C’est compliqué. Je ne pense pas au lecteur au sens où tu peux prendre en compte un certain nombre de recettes. Il y a des recettes : parmi les trucs les plus basiques il y a la nana avec des gros seins, le mec avec le gros gun. Avec tous ces trucs-là tu sais que tu vas être un peu plus séducteur. Dans ce sens-là, moi je ne pense pas au lecteur parce que je ne veux pas être dans la séduction racoleuse.

C’est presque une forme de prostitution…

Oui et non parce que je pense qu’il y a des gens pour qui ce genres de choses font partie d’eux-mêmes ou alors ils ne voient pas ce qu’il y a de racoleur là-dedans. Moi je le vois trop violemment donc je ne peux pas m’en servir. Mais je pense au lecteur au sens où j’ai envie de provoquer des sensations de jouissance de lecture chez les gens comme moi quand j’éprouve certaines choses quand je lis. Bien sûr je ne sais pas si tout le monde éprouve ce que moi j’éprouve mais l’idée c’est de ne pas perdre le lecteur. La sensation que je recherche c’est l’oubli de la lecture. Quand je lis une bonne BD ou un bon roman, comme je le disais avant, eh bien j’oublie que je lis. Tout à coup tu arrives à la fin d’un chapitre et puis putain tu as oublié que cinq pages ont passé ! T’as même pas regardé les numéros en bas de la page ! Ça c’est quand même miraculeux ! Surtout si c’est sans avoir utilisé les trucs racoleurs à deux balles.

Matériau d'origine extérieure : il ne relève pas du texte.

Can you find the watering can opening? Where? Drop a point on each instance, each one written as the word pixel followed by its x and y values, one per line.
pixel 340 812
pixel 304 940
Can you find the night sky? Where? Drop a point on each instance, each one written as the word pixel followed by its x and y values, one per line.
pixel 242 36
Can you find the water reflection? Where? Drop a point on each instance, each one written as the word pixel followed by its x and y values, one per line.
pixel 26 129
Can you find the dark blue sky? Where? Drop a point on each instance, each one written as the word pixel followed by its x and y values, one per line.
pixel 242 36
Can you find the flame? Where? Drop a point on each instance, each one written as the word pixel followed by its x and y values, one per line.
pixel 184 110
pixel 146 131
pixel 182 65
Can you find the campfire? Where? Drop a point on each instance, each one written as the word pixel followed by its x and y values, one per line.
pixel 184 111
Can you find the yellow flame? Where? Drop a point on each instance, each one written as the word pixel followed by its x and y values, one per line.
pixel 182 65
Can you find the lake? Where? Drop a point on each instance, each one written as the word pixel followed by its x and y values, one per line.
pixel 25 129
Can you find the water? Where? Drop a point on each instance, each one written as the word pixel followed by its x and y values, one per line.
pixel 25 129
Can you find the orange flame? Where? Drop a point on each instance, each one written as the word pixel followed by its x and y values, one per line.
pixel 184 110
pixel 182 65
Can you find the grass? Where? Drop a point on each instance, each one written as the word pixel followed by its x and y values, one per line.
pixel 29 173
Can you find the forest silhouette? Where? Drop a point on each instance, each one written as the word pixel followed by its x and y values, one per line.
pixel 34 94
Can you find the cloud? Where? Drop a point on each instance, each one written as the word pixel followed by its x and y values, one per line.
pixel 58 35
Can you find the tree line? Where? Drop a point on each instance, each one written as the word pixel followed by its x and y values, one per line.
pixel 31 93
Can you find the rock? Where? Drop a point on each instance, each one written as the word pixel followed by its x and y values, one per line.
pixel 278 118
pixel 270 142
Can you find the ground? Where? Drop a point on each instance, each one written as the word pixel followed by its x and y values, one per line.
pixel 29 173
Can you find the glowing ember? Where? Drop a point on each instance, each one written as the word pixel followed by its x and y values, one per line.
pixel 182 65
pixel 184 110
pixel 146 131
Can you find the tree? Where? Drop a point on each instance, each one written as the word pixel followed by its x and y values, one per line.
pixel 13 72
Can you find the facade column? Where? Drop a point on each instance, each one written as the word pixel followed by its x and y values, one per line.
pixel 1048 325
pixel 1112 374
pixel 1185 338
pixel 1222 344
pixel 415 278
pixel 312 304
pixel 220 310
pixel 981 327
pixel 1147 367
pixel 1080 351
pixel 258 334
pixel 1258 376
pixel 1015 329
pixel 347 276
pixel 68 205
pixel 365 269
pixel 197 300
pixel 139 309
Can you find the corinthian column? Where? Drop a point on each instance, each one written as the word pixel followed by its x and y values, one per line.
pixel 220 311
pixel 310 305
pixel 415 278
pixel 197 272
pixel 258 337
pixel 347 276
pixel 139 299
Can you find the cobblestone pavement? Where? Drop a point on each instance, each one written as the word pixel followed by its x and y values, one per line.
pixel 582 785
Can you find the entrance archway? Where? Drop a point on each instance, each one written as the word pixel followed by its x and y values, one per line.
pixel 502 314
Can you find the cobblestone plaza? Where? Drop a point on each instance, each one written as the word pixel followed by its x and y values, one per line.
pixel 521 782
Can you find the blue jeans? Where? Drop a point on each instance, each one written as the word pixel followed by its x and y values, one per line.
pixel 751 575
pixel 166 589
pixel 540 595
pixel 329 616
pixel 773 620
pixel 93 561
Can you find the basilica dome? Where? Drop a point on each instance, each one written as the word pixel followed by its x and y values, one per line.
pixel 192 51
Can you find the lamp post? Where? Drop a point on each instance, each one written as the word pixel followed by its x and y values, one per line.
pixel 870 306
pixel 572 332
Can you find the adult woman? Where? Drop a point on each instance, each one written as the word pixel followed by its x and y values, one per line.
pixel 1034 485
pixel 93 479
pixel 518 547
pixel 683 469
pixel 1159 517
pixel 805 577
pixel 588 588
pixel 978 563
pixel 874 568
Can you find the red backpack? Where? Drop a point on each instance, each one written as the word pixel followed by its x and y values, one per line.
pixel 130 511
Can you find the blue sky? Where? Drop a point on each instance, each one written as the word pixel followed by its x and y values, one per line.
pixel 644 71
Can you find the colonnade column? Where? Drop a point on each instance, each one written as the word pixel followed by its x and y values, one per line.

Mais pour être honnête, la première chose qui gouverne le tout c’est mon plaisir personnel. Comme je fais ça sept à huit heures par jour, tous les jours… Si je ne m’amuse pas au moins une fois par jour, à quoi bon faire ça ? Ça voudrait dire que je ne recherche que la gratification narcissique quand on me donne des chiffres de ventes ou quand je fais une dédicace et qu’on me dit « on adore votre boulot ». Ça n’aurait aucun sens, tu ne peux pas remplir une vie comme ça. Donc il faut qu’il y ait de la jouissance personnelle ! Il faut que ce que je dessine m’excite, que ce que je raconte m’excite, il faut que je sois satisfait quand je sens que le rythme est bon, quand je relis moi-même les pages et que je constate que ça fonctionne… Donc je pense que mon moteur numéro un est mon plaisir personnel. Mais dire que tu oublies totalement le lecteur… Je laisse ça aux profs de bande dessinée dans les écoles qui n’ont pas besoin de vente de livres pour avoir un salaire. Moi c’est quand même mon métier donc je ne peux pas négliger ça.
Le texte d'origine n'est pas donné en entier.